People routinely mis-predict how long a task will take, even when they have done the task before.

Quote:

“The intriguing aspect of this phenomenon is the ability of people to hold two seemingly contradictory beliefs: Although aware that most of their previous predictions were overly optimistic, they believe that their current forecasts are realistic. It seems that people can know the past and yet still be doomed to repeat it.”

Buehler, R., Griffin, D., & Ross, M. (1994). Exploring the “planning fallacy”: Why people underestimate their task completion times. Journal of Personality and Social Psychology, 67(3), 366–381.

Research Story

Three Canadian researchers from Simon Fraser University and University of Waterloo studied why people underestimate task completion times.

#1 27 students predicted when they would finish their final honors thesis as accurately as possible, if everything went as well as possible and as poorly as possible. 30% finished by their accurate guess, only 11 percent finished by their optimistic guess, and 49% finished by their worst case guess.

#2 104 students chose 2 tasks and predicted when they would finish them and how confident they were that they would. A week later, they found students finished 37% of academic and 43% of nonacademic projects on time.

#3 78 students recorded their thoughts alound as they chose a task, noted when it was due, predicted when they would finish it, and said how con- fident they were. Less than half finished on time. They thought those who talked about the past would do better, but only 7% talked about the past. They also asked them to remember and explain a previous time they didn’t finish an assignment and their reasons were external, specific, transitory.

#4 123 students were given a one-hour assignment and asked to predict when they would complete it. Two groups were given a 1 or 2 week deadline. They found that remembering past experiences and intentionally relating them to the task at hand changed their predictions, but made them no more accurate.

#5 123 students predicted when they and another student would get a computer assignment done.
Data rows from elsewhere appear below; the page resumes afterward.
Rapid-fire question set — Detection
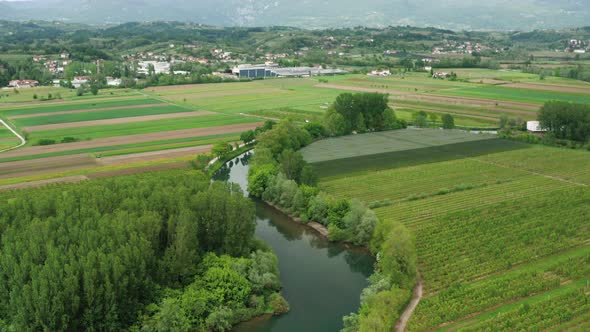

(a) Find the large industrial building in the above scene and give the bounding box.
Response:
[232,63,348,78]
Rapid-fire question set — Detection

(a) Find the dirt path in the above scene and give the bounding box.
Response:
[0,119,27,153]
[0,122,262,158]
[8,103,168,120]
[23,111,216,133]
[393,276,424,332]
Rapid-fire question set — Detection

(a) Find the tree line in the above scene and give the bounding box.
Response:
[0,171,288,331]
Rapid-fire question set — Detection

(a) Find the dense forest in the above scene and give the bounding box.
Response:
[0,171,288,331]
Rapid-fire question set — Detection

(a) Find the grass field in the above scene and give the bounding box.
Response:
[30,114,260,142]
[0,69,590,185]
[305,131,590,331]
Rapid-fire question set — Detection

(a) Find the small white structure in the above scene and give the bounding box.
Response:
[367,69,391,77]
[526,121,547,133]
[107,77,123,87]
[8,80,39,89]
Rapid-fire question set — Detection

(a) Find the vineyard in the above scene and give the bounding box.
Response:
[311,132,590,331]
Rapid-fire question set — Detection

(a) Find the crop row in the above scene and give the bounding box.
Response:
[410,246,590,330]
[2,97,161,116]
[14,104,191,127]
[461,286,590,332]
[416,190,590,290]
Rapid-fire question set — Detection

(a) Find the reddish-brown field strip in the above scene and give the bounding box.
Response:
[165,88,282,101]
[22,111,216,133]
[469,78,510,85]
[0,122,262,158]
[8,103,168,120]
[88,161,189,179]
[395,94,540,114]
[97,145,213,166]
[0,153,97,179]
[316,84,409,95]
[0,175,88,191]
[505,83,590,93]
[0,95,141,110]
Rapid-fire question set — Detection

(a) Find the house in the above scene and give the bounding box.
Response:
[367,69,391,77]
[432,71,451,79]
[107,77,123,87]
[526,121,547,133]
[72,76,90,89]
[8,80,39,89]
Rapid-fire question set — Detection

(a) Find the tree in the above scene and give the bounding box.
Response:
[279,149,306,183]
[240,130,256,144]
[412,111,428,128]
[442,114,455,129]
[211,142,232,158]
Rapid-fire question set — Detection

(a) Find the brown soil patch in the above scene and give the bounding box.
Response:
[8,103,168,120]
[395,94,540,115]
[165,88,282,101]
[0,122,262,160]
[88,161,189,179]
[315,84,408,95]
[0,154,97,179]
[97,145,213,166]
[0,175,88,191]
[0,95,146,109]
[469,78,510,85]
[506,83,590,93]
[22,111,216,133]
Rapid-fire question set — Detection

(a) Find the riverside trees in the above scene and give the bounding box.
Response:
[0,171,284,331]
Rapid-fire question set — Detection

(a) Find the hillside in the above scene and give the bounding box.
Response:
[0,0,590,30]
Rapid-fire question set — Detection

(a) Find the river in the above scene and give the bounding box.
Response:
[214,153,374,332]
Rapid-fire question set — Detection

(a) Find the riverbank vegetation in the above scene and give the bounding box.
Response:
[0,171,288,331]
[248,94,417,332]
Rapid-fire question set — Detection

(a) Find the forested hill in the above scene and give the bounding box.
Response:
[0,0,590,30]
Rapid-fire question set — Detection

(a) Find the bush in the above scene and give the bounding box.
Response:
[37,138,56,145]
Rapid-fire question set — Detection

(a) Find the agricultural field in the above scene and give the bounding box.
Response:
[304,129,590,331]
[0,89,261,186]
[0,69,590,187]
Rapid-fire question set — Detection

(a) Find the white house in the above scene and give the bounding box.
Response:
[107,77,123,87]
[367,69,391,76]
[526,121,547,133]
[8,80,39,89]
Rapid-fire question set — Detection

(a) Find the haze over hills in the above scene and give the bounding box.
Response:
[0,0,590,30]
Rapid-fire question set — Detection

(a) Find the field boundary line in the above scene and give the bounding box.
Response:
[468,157,588,187]
[0,119,27,153]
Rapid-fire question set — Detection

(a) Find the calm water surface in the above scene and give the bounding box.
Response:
[215,154,374,332]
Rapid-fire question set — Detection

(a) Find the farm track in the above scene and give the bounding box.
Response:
[393,276,424,332]
[7,103,168,120]
[1,122,262,158]
[23,111,217,133]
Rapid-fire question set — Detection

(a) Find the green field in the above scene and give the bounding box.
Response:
[12,104,192,127]
[436,86,590,104]
[30,114,260,142]
[0,97,162,117]
[305,130,590,331]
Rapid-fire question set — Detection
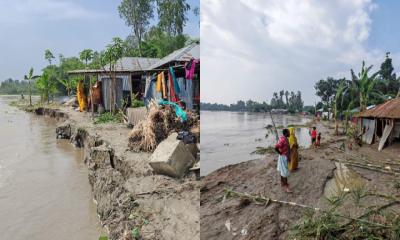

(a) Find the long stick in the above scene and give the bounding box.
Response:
[269,111,279,141]
[224,189,394,228]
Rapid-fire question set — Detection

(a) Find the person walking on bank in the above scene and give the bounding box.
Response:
[275,128,292,193]
[289,127,299,172]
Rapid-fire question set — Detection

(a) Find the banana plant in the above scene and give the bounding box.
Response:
[24,67,40,106]
[351,61,385,112]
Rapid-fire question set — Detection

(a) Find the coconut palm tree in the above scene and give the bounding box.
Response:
[24,67,40,106]
[333,79,348,135]
[351,61,385,111]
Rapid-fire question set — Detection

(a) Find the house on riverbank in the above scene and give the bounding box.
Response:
[357,98,400,150]
[68,42,200,111]
[68,57,160,111]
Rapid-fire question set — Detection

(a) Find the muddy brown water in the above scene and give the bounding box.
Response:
[0,96,104,240]
[200,111,311,176]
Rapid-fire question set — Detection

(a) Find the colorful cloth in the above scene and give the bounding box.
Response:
[158,100,187,122]
[276,155,289,177]
[156,73,164,92]
[275,136,289,157]
[185,59,200,80]
[76,81,87,112]
[161,72,168,98]
[289,127,299,171]
[169,67,181,94]
[168,72,179,102]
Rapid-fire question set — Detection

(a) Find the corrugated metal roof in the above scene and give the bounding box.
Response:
[358,98,400,118]
[68,57,160,74]
[149,42,200,70]
[104,57,160,72]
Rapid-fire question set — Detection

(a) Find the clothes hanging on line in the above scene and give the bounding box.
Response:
[185,58,200,80]
[158,100,187,122]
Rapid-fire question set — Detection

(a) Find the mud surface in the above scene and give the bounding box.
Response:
[200,123,400,240]
[38,104,200,240]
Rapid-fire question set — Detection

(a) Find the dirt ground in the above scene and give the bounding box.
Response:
[200,123,400,240]
[32,107,200,240]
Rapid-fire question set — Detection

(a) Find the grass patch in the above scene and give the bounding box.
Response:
[94,112,124,124]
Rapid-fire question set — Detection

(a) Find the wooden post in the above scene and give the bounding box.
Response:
[89,76,94,118]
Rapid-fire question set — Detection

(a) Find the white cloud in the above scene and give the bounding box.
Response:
[200,0,390,103]
[0,0,105,24]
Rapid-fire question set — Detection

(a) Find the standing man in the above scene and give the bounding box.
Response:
[275,128,292,193]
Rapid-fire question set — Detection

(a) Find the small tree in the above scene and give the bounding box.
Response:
[79,49,93,115]
[24,68,39,106]
[36,71,57,103]
[44,49,55,65]
[101,37,123,113]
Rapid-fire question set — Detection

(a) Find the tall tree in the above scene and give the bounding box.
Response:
[314,77,339,120]
[157,0,190,36]
[24,68,39,106]
[44,49,55,65]
[118,0,154,56]
[102,37,123,113]
[79,49,94,116]
[351,61,385,111]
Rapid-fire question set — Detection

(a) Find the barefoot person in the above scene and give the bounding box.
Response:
[289,127,299,172]
[275,128,292,193]
[310,127,317,148]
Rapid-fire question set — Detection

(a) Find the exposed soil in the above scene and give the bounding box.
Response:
[31,108,200,240]
[200,123,400,240]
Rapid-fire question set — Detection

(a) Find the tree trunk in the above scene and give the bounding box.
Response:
[29,80,32,106]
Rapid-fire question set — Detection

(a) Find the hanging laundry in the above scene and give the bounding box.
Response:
[158,101,187,122]
[186,80,193,110]
[76,80,87,112]
[156,73,163,92]
[168,72,179,102]
[161,72,168,99]
[169,67,181,94]
[185,58,200,80]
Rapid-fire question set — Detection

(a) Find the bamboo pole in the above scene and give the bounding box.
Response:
[269,111,279,142]
[224,189,397,228]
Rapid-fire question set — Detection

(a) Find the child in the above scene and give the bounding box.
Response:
[315,133,321,147]
[275,128,292,193]
[310,127,317,147]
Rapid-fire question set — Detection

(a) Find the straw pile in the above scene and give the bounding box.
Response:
[128,102,199,152]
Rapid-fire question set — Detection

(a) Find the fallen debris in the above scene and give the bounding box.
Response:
[150,133,195,178]
[128,101,200,152]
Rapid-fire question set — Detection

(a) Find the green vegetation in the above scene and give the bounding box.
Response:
[200,90,303,113]
[94,112,123,124]
[0,78,39,95]
[315,53,400,124]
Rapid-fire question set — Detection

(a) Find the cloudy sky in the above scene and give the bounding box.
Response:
[0,0,200,81]
[200,0,400,104]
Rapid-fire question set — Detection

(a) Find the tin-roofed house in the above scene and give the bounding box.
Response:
[145,42,200,110]
[68,57,160,111]
[357,98,400,150]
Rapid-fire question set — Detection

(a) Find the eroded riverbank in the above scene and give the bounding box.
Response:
[200,121,400,240]
[27,101,200,240]
[0,96,103,240]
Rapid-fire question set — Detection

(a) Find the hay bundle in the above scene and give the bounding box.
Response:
[128,101,199,152]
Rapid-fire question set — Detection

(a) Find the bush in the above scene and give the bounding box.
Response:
[94,112,123,124]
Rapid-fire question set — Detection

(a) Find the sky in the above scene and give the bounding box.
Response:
[0,0,200,81]
[200,0,400,105]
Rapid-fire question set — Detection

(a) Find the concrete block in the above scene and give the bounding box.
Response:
[150,133,195,178]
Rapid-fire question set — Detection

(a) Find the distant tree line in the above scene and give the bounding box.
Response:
[0,0,199,101]
[0,78,39,95]
[200,90,308,113]
[314,53,400,135]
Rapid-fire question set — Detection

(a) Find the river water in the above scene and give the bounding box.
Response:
[0,96,103,240]
[200,111,311,176]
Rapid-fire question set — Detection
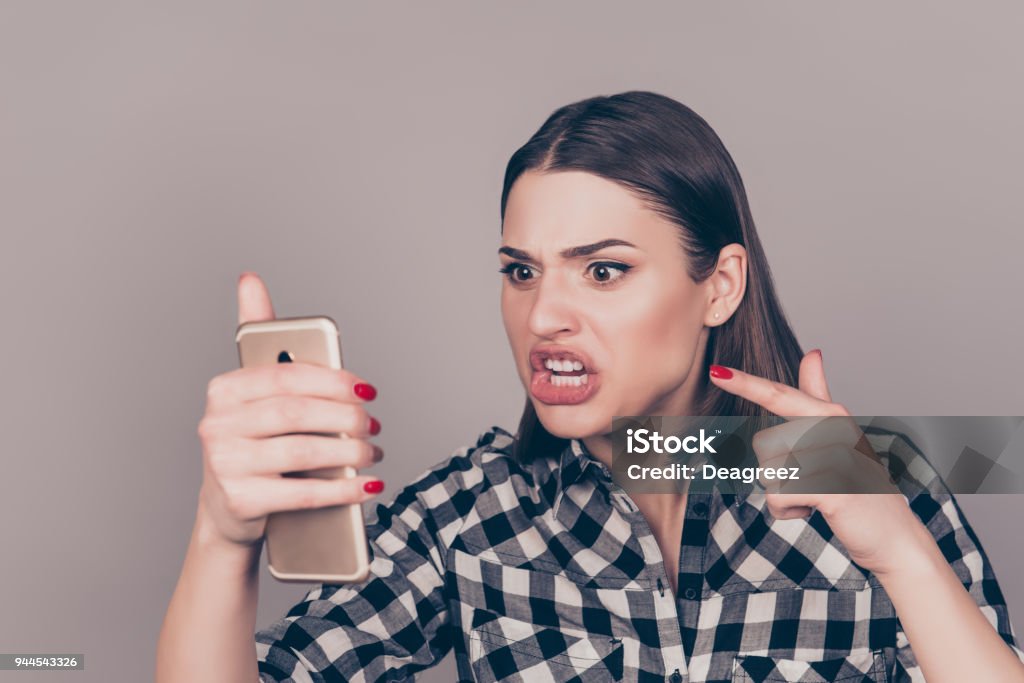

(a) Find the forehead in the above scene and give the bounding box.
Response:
[502,171,672,248]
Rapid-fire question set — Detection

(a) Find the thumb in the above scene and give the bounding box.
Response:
[239,272,274,325]
[799,349,831,401]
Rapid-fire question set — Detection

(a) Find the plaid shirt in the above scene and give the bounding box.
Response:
[256,427,1024,683]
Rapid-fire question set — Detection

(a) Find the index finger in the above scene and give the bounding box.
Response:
[238,272,274,325]
[208,362,377,409]
[710,366,842,419]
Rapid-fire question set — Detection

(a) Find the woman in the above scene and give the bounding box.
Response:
[158,92,1024,683]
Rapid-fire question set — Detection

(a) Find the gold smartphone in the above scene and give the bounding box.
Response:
[234,315,370,584]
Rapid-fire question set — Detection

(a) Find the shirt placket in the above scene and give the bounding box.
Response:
[600,467,699,683]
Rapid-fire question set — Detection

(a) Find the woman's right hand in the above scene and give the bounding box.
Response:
[192,273,383,547]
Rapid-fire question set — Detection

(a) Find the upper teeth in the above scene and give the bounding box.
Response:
[544,358,583,373]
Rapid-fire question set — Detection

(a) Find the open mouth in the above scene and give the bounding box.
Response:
[529,348,596,403]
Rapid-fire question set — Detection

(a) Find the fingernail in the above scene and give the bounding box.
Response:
[352,382,377,400]
[711,366,732,380]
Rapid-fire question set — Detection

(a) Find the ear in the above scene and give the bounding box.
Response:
[703,244,746,328]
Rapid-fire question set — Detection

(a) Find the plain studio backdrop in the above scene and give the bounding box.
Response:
[0,0,1024,682]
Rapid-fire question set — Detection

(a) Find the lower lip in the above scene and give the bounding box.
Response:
[529,370,600,405]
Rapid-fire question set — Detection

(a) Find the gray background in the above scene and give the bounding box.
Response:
[0,0,1024,681]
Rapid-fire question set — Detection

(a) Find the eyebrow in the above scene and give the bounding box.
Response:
[498,239,637,261]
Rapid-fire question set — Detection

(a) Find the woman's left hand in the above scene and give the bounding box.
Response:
[711,350,934,574]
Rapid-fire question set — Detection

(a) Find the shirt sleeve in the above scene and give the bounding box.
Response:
[255,446,481,683]
[892,435,1024,683]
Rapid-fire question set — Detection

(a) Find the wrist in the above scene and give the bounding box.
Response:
[193,497,263,568]
[871,508,946,586]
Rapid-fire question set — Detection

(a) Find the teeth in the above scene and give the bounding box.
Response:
[548,375,587,386]
[544,358,583,373]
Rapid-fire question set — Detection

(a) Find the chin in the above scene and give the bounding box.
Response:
[534,401,611,438]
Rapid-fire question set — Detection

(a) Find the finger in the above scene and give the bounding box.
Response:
[710,366,839,418]
[216,434,384,478]
[751,416,863,464]
[220,396,380,438]
[236,475,384,518]
[799,349,831,402]
[207,362,377,411]
[768,505,814,519]
[239,272,274,325]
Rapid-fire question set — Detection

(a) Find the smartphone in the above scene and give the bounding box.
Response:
[234,315,370,584]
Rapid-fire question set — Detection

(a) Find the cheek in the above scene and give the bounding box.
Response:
[502,289,529,361]
[602,291,700,388]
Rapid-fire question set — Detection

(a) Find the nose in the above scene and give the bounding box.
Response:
[527,272,579,337]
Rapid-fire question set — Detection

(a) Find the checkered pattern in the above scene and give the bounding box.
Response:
[256,427,1024,683]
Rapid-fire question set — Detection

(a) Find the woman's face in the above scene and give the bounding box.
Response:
[500,171,724,438]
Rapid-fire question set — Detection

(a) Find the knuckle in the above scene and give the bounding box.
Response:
[345,403,370,431]
[206,375,228,401]
[224,485,251,519]
[285,439,318,471]
[196,416,218,442]
[278,396,308,425]
[295,481,319,510]
[827,403,850,417]
[206,449,229,479]
[270,362,296,394]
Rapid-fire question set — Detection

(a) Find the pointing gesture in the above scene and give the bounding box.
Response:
[710,350,923,571]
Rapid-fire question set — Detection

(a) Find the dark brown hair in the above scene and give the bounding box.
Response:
[501,91,803,462]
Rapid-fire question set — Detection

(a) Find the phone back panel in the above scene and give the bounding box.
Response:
[236,315,369,583]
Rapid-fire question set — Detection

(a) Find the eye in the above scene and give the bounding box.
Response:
[587,261,633,285]
[498,262,534,283]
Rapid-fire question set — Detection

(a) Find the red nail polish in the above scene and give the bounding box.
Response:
[711,366,732,380]
[352,382,377,400]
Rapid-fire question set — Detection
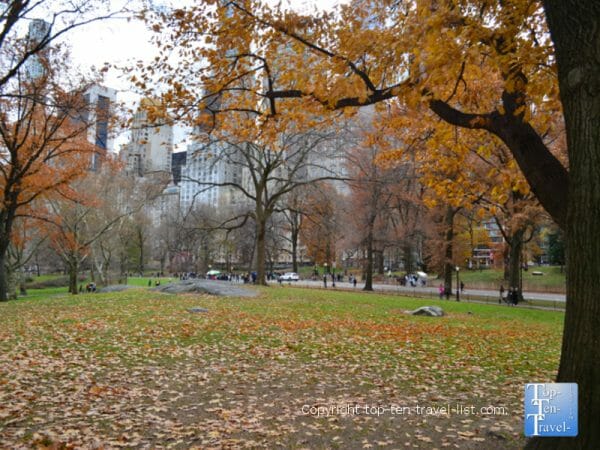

They gave other people more time in their estimates to complete the assignment than they gave themselves.

In all of these studies, people underestimated how much time it would take to complete a task, anywhere from one day to several weeks. Those predictions are inaccurate enough to complicate our lives. It didn’t seem to matter if people were reminded of past experiences. Apparently it’s quite difficult to accurately predict when you will accomplish a task in the future.

So What – Application

If people usually underestimate how long a task will take them, there are strategies we can use ourselves when we estimate tasks and strategies we can use when someone gives us an estimate.

For our own estimates, we could jot down an estimate and routinely add 50%. We could track times for common events and record them in a planner. We could create reminders or thought reframes about the likelihood that something unforseen is going to come up just like in our past measures.

At work, it’s common to double or even triple completion estimates of computer programmers, for example.